Does percutaneous coronary intervention help patients with stable angina? The clinical study “Orbita” from 2017 was a randomised, blinded, controlled clinical study. In 230 patients with stable angina and single-vessel-disease (hardening of 70% or more), first, drug treatment was optimised. Six weeks after this optimisation, the patients were randomised to two groups. The first group received a real percutaneous coronary intervention, and the second group received a sham intervention, i.e. a placebo intervention. The patients in both groups were documented heart patients. In both groups, they could withstand a stress test prior to the intervention on average only for 500 seconds. 6 weeks after the intervention respectively the sham intervention: After the real intervention, the patients could withstand the stress test 28 seconds longer. After the sham intervention, the patients could withstand the stress test 12 seconds longer.
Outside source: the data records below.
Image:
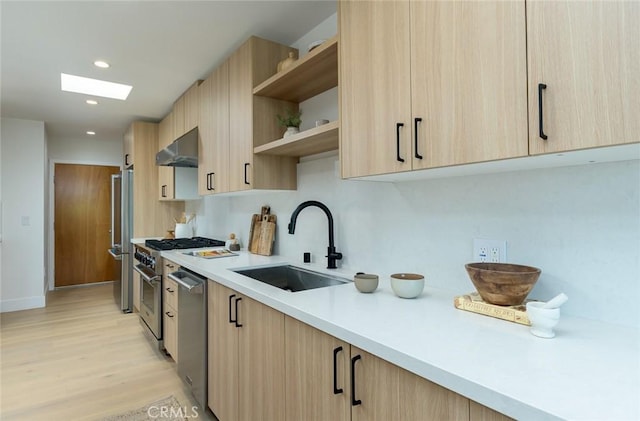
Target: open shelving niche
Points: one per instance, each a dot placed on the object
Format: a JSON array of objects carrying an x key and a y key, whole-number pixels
[{"x": 313, "y": 74}]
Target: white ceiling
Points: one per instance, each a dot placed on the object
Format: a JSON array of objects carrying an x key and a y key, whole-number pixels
[{"x": 159, "y": 47}]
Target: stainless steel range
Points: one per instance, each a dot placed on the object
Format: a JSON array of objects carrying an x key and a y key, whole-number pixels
[{"x": 149, "y": 266}]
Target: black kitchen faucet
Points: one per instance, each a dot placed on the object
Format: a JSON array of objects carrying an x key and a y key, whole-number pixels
[{"x": 332, "y": 254}]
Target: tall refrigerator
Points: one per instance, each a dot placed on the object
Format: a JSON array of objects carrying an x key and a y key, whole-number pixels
[{"x": 121, "y": 229}]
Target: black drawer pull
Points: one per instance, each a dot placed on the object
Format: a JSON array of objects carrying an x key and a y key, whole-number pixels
[
  {"x": 354, "y": 401},
  {"x": 398, "y": 127},
  {"x": 236, "y": 320},
  {"x": 231, "y": 318},
  {"x": 415, "y": 126},
  {"x": 541, "y": 87},
  {"x": 246, "y": 165}
]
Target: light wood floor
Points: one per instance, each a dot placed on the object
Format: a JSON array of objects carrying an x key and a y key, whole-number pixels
[{"x": 80, "y": 358}]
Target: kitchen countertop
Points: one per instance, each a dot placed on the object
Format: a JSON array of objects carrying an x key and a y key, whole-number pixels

This difference, 16 seconds, is not significant. Also, the incidence of angina did not differ between the two groups. However, in the dobutamine echocardiography test, heart wall motion improved significantly after the real intervention. Therefore, seen overall, the benefit is there, but the benefit is small, not to say, too small.
A well-known professor draws the following conclusion: First, drug therapy should really be optimised in all patients with stable angina. Then, if this is still not enough, one can think about a percutaneous coronary intervention, but the expectations about the efficacy of this intervention should remain realistic, that is, one can expect only a low efficacy.